Study: South Falls Short in Innovation, Education
Southern states are falling short when it comes to education and entrepreneurship, and the region "has not held its own economically since about 1980," according to a new study by the Southern Growth Policies Board.
The non-partisan public policy think tank, based in Research Triangle Park, N.C., surveyed 4,000 southerners during retreats, community forums, and statewide policy dialogs across 13 southern states -- Alabama, Arkansas, Georgia, Kentucky, Louisiana, Mississippi, Missouri, North Carolina, Oklahoma, South Carolina, Tennessee, Virginia, and West Virginia, as well as Puerto Rico.
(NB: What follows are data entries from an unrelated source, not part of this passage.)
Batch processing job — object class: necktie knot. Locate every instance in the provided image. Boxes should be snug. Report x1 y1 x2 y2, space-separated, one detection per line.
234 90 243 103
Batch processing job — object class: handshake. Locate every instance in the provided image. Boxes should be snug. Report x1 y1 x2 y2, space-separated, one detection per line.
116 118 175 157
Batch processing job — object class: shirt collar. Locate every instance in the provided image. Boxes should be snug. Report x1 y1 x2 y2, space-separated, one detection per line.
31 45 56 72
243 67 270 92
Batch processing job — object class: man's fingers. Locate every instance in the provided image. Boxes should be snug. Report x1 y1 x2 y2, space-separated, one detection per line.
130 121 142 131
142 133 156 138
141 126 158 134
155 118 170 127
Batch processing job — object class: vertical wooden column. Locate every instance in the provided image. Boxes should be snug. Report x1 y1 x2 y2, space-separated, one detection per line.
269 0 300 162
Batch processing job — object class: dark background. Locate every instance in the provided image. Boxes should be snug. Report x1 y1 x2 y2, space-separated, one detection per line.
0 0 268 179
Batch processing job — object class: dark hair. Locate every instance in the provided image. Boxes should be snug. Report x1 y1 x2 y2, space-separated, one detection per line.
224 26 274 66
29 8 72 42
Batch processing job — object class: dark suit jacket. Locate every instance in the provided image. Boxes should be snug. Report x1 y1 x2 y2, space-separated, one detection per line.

Math and science education, lack of awareness about entrepreneurship, computer literacy, and a shortage of innovation were cited as areas of concern from participants in the survey.
"The tone of the survey was to focus on how to build more economic opportunities," said Jim Clinton, executive director of the Southern Growth Policies Board. "We wanted to figure out how to create more businesses that are technologically oriented, and the survey results showed us what we are not doing well."
One way to achieve that is to recruit and retain talented entrepreneurs and business owners, according to Clinton. "The South has a significant reliance on 'branch plants,' not corporate headquarters or research-and-development plans," he said. "Opportunities for higher-paying jobs and profits are somewhere else."
The study recommended increasing the "value, volume, and velocity" of innovations that occur in the South, using technology as the primary tool to get there. Innovation was specifically defined as the application of new ideas to products and processes in the pursuit of profits, which the Southern Growth Policies Board said is essential to the South becoming a leader in innovation.
"If you look at the average wages for technologically intensive jobs, they are 85-95% higher than other positions," Clinton said. "If we want to get there, we must focus on science and math skills to have workers that are technologically savvy."
The study also called for a shift in culture toward valuing and celebrating knowledge. Internal and external perceptions must also change and can be achieved by using a branding strategy which would result in the world's perception of the South changing to viewing it as a vibrant dynamic and innovative region, according to the organization.
"Any region with a certain view of themselves is limited by that view," Clinton said.